SEP 03, 2015

About the Microbiome

WRITTEN BY: Ilene Schneider
The thousands of different bacteria living in our intestinal tract – our microbiome – have a major impact on our health, but the details are still unclear. A Weizmann Institute study that recently appeared in Science suggests approaching this topic by assessing how quickly the bacteria grow.
 
The methodology is revealing interesting relationships between bacterial growth rates and conditions such as type 2 diabetes and inflammatory bowel disease. The new computational approach can shed light on a dynamic process such as growth from a static “snapshot” of a single sample, and it may could have implications for both diagnostics and new avenues of research.
 
Tal Korem and David Zeevi, research students in the lab of Prof. Eran Segal of the Department of Computer Science and Applied Mathematics at the Weizmann Institute, directed the research, with collaborators Jotham Suez, a research student in Dr.

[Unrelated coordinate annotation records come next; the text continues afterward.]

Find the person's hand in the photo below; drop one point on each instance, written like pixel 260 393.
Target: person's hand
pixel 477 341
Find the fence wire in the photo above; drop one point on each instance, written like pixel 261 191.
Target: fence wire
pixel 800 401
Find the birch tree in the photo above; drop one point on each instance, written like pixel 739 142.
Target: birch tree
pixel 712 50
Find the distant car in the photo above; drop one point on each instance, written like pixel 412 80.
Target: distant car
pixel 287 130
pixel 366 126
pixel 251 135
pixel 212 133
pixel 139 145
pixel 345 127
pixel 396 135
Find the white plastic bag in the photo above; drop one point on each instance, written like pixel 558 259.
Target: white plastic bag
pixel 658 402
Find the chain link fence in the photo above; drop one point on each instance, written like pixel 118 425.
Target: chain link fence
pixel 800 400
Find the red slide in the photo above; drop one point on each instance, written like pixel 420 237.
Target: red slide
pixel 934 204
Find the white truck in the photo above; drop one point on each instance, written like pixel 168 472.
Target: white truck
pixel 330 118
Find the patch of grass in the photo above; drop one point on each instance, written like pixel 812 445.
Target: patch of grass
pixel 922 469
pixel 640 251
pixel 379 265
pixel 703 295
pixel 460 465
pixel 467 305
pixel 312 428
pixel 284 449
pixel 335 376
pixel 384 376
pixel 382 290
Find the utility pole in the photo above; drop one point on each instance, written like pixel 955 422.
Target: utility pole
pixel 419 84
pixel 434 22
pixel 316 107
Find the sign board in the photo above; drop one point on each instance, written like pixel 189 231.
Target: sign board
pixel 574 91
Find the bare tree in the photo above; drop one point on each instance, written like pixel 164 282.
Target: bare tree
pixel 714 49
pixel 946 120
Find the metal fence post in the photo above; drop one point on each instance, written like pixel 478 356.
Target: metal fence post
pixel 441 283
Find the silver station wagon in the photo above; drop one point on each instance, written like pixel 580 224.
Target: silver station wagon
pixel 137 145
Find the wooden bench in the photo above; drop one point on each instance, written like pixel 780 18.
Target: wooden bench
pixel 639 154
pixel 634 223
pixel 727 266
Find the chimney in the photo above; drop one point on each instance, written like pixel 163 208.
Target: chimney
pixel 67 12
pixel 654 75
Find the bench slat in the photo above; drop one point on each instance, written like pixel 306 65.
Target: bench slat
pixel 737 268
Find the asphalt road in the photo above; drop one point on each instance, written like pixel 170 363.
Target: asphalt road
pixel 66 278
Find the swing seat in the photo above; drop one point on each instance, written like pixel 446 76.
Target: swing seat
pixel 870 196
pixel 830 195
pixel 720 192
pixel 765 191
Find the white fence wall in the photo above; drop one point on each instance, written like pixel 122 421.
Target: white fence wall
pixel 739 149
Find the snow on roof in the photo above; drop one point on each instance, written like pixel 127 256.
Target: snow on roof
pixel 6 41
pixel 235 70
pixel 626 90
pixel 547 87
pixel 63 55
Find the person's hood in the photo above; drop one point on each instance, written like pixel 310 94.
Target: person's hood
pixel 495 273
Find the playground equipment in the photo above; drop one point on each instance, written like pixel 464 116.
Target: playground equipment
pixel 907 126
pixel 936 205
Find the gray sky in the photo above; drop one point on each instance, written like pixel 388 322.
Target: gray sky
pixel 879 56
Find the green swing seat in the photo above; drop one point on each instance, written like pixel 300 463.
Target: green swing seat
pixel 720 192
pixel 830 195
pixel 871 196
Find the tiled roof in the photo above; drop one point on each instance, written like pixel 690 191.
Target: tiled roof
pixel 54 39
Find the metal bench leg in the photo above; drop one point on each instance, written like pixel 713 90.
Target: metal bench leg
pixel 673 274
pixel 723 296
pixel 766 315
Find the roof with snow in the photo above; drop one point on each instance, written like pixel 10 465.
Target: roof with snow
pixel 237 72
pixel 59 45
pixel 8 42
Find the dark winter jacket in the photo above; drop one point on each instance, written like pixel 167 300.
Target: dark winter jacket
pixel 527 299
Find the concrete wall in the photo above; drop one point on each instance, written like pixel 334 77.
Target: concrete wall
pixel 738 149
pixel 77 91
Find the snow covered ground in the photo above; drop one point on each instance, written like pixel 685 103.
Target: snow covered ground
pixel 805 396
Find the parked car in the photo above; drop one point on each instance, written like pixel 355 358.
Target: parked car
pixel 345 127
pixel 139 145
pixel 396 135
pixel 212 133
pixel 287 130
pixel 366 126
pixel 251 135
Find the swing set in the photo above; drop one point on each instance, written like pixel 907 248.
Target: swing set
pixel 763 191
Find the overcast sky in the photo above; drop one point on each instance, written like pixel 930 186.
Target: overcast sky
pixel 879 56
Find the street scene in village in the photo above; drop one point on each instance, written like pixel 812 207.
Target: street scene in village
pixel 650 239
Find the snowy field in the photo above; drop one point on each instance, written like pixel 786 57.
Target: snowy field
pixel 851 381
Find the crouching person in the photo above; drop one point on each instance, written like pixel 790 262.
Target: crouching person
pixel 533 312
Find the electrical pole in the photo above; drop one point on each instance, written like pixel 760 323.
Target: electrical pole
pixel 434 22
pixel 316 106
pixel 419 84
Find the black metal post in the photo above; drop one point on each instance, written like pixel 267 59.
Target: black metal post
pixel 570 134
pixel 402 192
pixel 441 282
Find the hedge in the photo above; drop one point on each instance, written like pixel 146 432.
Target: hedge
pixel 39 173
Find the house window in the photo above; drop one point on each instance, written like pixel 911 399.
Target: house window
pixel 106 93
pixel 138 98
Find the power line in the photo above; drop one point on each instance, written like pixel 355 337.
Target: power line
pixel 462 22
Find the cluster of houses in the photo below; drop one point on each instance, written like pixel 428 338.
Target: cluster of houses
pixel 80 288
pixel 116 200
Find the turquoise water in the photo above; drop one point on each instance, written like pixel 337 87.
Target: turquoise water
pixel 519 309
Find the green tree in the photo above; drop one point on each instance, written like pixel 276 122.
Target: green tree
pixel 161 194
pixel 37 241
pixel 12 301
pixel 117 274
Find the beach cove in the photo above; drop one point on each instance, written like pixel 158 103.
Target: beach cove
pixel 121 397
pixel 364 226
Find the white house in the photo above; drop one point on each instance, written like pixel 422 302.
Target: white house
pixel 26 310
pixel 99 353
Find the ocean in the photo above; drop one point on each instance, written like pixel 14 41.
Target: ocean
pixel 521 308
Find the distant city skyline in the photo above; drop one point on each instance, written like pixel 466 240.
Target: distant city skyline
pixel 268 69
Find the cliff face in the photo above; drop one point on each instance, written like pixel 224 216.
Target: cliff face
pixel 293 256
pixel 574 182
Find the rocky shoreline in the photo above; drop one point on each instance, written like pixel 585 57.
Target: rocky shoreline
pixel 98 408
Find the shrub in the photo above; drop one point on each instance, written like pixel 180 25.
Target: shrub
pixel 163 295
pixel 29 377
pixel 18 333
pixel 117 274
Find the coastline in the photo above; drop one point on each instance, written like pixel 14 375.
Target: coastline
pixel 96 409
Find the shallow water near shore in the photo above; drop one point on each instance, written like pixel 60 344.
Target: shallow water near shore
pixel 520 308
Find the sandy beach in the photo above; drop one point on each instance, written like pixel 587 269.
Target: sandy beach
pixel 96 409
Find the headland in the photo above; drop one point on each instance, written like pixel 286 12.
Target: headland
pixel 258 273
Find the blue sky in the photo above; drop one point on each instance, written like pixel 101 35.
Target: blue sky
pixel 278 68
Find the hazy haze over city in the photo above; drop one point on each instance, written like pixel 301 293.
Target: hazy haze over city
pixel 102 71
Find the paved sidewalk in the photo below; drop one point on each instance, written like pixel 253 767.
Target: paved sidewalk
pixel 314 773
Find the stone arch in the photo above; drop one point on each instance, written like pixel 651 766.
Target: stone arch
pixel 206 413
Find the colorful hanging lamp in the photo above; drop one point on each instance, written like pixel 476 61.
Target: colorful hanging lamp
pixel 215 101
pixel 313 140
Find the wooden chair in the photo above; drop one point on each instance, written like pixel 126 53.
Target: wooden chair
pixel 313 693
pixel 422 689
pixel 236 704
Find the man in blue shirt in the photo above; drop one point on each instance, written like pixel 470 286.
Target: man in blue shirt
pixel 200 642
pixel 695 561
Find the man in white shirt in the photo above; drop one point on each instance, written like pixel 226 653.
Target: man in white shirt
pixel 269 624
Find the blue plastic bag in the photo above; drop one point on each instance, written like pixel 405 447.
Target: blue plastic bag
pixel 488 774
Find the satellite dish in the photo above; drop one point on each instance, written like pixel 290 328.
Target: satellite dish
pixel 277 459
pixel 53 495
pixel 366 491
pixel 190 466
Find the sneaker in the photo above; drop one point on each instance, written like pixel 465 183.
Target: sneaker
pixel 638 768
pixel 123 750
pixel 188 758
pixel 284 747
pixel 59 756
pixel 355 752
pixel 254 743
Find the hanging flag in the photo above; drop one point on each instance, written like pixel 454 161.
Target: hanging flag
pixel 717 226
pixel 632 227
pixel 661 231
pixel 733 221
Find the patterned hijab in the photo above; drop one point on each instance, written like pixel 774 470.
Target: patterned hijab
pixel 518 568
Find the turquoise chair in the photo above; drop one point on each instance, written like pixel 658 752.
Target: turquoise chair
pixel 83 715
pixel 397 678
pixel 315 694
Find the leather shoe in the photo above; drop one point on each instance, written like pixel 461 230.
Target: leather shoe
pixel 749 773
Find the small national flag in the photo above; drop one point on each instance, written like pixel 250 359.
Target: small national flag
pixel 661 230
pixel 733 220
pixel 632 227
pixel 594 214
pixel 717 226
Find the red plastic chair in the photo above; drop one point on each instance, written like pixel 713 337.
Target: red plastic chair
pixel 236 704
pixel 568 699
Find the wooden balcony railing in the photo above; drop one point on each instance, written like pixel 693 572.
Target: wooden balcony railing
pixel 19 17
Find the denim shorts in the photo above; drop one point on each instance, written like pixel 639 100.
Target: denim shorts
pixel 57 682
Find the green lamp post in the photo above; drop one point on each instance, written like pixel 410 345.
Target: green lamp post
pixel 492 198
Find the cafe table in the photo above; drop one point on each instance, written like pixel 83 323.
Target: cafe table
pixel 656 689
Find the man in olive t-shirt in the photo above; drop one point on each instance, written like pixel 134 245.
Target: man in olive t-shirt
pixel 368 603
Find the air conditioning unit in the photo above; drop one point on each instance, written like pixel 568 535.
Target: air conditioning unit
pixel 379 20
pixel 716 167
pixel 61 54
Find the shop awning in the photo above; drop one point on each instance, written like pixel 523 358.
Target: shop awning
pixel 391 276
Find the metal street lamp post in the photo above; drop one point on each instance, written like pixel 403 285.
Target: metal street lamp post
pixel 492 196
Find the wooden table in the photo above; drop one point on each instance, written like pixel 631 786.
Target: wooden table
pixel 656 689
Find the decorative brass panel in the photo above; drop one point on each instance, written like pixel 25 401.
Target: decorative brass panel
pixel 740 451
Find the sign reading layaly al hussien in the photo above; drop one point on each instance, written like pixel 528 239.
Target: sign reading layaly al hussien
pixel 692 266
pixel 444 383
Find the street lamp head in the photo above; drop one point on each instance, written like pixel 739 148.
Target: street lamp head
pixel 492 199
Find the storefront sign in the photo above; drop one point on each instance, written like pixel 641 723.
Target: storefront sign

Eran Elinav’s lab in the Department of Immunology, and Dr. Adina Weinberger, a research associate in Prof. Segal’s lab.
 
The researchers started with the advanced genomic sequencing techniques used in many microbiome studies, which sequence all of the bacterial DNA in a sample. From the short sequences, researchers develop a picture of the types of bacteria and their relative abundance, but the Weizmann Institute group realized that this sequencing technique offered another type of information.
 
According to Prof. Segal, “The sample’s bacteria are doing what bacteria do best: making copies of their genomes so they can divide. Most of the bacterial cells contain more than one genome – a genome and a half, for example, or a genome and three quarters.”
 
Because most bacterial strains have pre-programmed “start” and “finish” codes, the team could identify the “start” point as the short sequence that was most prevalent in the sample. They found that the least prevalent, at the other end of the genome, was the DNA that gets copied last and that analyzing the relative amounts of starting DNA and ending DNA could be translated into the growth rate for each strain of bacteria. The researchers tested this concept experimentally, first in single-strain cultures for which the growth rate could be controlled and observed, then in multiple animal model systems, and finally in the DNA sequences of human microbiomes, in their full complexity.
 
They said that their method worked even better than they expected: Estimated bacterial growth rates were nearly identical to observed growth rates. According to Dr. Elinav, “Now we can finally say something about how the dynamics of our microbiome are associated with a propensity to disease. Microbial growth rate reveals things about our health that cannot be seen with any other analysis method.”
 
For example, in the examination of human microbiome data, the researchers determined that particular changes in bacterial growth rates are uniquely associated with type 2 diabetes, while other ones are tied to inflammatory bowel disease. Because these associations were not observed in the static microbiome “population” studies, the method could be used in the future as a diagnostic tool for early detection of disease or pathogen infection, or to determine the effects of probiotic or antibiotic treatment. In addition, the scientists hope this new understanding of the microbiome will spur further research into the connections between the complex, dynamic ecosystem inside of humans and human health.